議論を単純にするために、プレミアム(保証料)を年1%とし、5年間のプレミアム5億円全額の前払が合意され、その支払がなされたものとする。
また、プロテクションの買手が参照法人に対して債権等を有していることは必要でなく、かつ、プロテクションの買手の地位を自由に譲渡できるものとしよう。
このCDS契約は、停止条件付金銭給付契約であり、プロテクションの買手の地位は、譲渡可能な停止条件付金銭債権を有する者の地位となる。 この債権を用いて利益を挙げる方法は、いくつか考えられる。

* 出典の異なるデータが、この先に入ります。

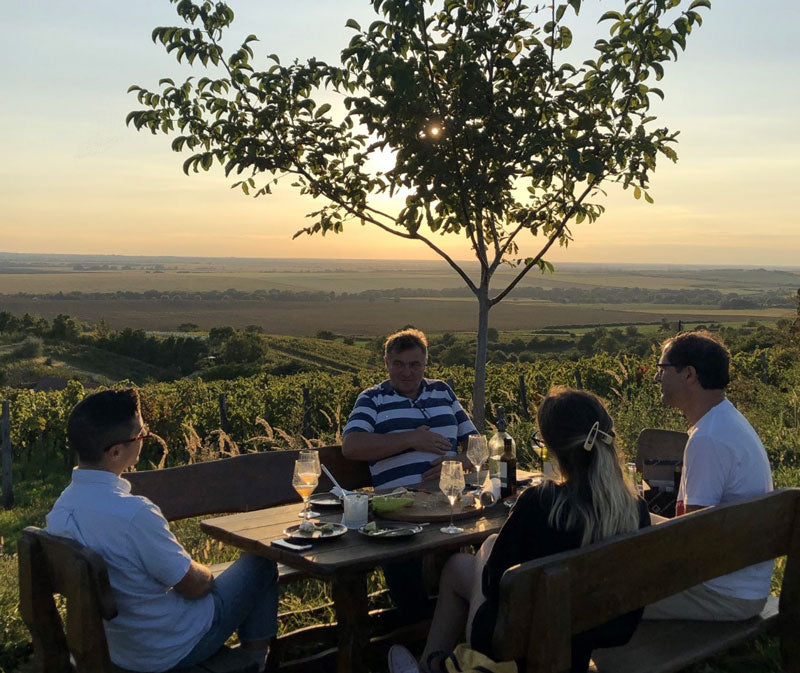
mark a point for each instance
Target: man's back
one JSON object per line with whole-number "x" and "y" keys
{"x": 725, "y": 462}
{"x": 156, "y": 627}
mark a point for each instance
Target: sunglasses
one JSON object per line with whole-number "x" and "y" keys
{"x": 143, "y": 434}
{"x": 593, "y": 434}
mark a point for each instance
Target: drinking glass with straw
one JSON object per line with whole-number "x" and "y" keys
{"x": 451, "y": 483}
{"x": 305, "y": 480}
{"x": 477, "y": 453}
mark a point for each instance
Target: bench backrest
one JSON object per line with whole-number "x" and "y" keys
{"x": 545, "y": 602}
{"x": 54, "y": 565}
{"x": 240, "y": 483}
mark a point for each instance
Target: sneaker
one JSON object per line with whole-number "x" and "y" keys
{"x": 401, "y": 660}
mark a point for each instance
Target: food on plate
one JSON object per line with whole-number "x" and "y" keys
{"x": 382, "y": 504}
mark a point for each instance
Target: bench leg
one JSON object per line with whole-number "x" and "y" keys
{"x": 352, "y": 613}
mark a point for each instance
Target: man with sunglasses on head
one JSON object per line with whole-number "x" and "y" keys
{"x": 723, "y": 462}
{"x": 405, "y": 427}
{"x": 172, "y": 613}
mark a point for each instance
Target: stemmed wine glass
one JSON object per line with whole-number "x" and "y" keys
{"x": 451, "y": 483}
{"x": 311, "y": 456}
{"x": 305, "y": 480}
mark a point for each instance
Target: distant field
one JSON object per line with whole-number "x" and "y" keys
{"x": 355, "y": 277}
{"x": 356, "y": 317}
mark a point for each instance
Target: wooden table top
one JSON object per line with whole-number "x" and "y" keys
{"x": 254, "y": 531}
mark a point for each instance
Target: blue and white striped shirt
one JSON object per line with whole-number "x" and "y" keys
{"x": 383, "y": 411}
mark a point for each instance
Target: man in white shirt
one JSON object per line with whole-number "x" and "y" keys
{"x": 172, "y": 613}
{"x": 723, "y": 462}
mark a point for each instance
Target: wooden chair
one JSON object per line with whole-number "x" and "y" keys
{"x": 658, "y": 452}
{"x": 50, "y": 565}
{"x": 544, "y": 602}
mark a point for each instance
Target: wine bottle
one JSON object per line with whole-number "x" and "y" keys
{"x": 508, "y": 469}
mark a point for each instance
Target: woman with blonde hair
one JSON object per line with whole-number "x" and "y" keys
{"x": 591, "y": 501}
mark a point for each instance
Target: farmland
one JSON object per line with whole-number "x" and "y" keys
{"x": 354, "y": 317}
{"x": 181, "y": 291}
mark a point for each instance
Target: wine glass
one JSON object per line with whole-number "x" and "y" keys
{"x": 311, "y": 456}
{"x": 305, "y": 480}
{"x": 477, "y": 453}
{"x": 451, "y": 483}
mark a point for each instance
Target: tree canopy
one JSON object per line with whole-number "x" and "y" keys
{"x": 493, "y": 136}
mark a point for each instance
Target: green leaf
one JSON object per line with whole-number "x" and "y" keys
{"x": 566, "y": 37}
{"x": 611, "y": 15}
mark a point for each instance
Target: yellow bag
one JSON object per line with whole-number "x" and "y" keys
{"x": 467, "y": 660}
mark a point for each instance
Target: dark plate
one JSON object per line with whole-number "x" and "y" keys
{"x": 331, "y": 530}
{"x": 393, "y": 532}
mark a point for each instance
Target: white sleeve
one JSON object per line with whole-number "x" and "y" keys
{"x": 706, "y": 467}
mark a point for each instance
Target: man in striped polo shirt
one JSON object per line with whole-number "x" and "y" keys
{"x": 405, "y": 427}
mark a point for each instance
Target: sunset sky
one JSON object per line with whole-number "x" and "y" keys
{"x": 74, "y": 179}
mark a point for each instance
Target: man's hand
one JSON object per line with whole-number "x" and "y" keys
{"x": 423, "y": 439}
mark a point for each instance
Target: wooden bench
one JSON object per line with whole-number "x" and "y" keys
{"x": 50, "y": 565}
{"x": 545, "y": 602}
{"x": 249, "y": 482}
{"x": 240, "y": 484}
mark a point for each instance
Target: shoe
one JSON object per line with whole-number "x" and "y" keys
{"x": 401, "y": 660}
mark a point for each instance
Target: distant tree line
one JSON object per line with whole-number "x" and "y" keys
{"x": 564, "y": 295}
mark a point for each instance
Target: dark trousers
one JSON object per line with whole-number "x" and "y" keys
{"x": 406, "y": 583}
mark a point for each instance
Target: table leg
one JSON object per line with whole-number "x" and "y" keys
{"x": 349, "y": 592}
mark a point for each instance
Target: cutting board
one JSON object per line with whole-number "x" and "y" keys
{"x": 434, "y": 507}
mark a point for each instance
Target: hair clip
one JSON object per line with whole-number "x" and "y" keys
{"x": 592, "y": 436}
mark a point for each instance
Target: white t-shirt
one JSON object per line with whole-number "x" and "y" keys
{"x": 155, "y": 627}
{"x": 724, "y": 461}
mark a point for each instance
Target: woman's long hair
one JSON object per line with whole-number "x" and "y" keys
{"x": 595, "y": 496}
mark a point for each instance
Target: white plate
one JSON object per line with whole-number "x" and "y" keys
{"x": 325, "y": 500}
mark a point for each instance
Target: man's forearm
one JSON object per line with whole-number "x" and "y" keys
{"x": 197, "y": 581}
{"x": 373, "y": 446}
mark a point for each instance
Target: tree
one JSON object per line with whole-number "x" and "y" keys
{"x": 66, "y": 328}
{"x": 244, "y": 347}
{"x": 493, "y": 136}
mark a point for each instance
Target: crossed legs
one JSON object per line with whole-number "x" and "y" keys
{"x": 460, "y": 595}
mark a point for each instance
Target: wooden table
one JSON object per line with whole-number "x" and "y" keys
{"x": 345, "y": 561}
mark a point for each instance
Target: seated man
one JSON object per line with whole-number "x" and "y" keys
{"x": 405, "y": 427}
{"x": 723, "y": 462}
{"x": 172, "y": 611}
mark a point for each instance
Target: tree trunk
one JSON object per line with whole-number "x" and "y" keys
{"x": 479, "y": 387}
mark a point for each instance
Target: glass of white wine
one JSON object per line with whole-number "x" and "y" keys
{"x": 451, "y": 483}
{"x": 305, "y": 480}
{"x": 312, "y": 456}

他にも利用の方法はあるのであろうが、ともあれ、このように参照法人の信用リスクが変動することによりプロテクションの価格が変動することを利用して、 収益をあげることができるので、 「プロテクションへの投資」が話題になることがある。これは、買手側の投資である。
リスクへの投資
CDSは、売手側にとっても投資の側面を有し、時に「リスクへの投資」と言われることもある。その趣旨は、次の点にある([ピムコ*2007b]がわかりやすい):
債券投資は、本来的に、発行主体の倒産のリスクを伴う;そのリスクにあわせて利息を徴収することができるように、倒産リスクにあわせてプロテクションのプレミアムが決定されるのであるから、
ある参照法人についてプレミアムを受け取ってプロテクションを売ることは、当該法人の債券に投資することに類似する。
換言すれば、純粋に投資の視点から見れば、通常の債券投資では、投資家は、最初に債券発行主体に債券購入代金を支払うことによりリスクを負い、リスクに見合った利息を受け取る。
CDSによるリスクの投資は、最初の債券購入代金の支払を省いたものである。
このような形態でのリスクへの投資と通常の債券投資との違いは、損失の負いかたに現れるが、リスクに見合った利息ないしプレミアムを受領するという点で類似性がある。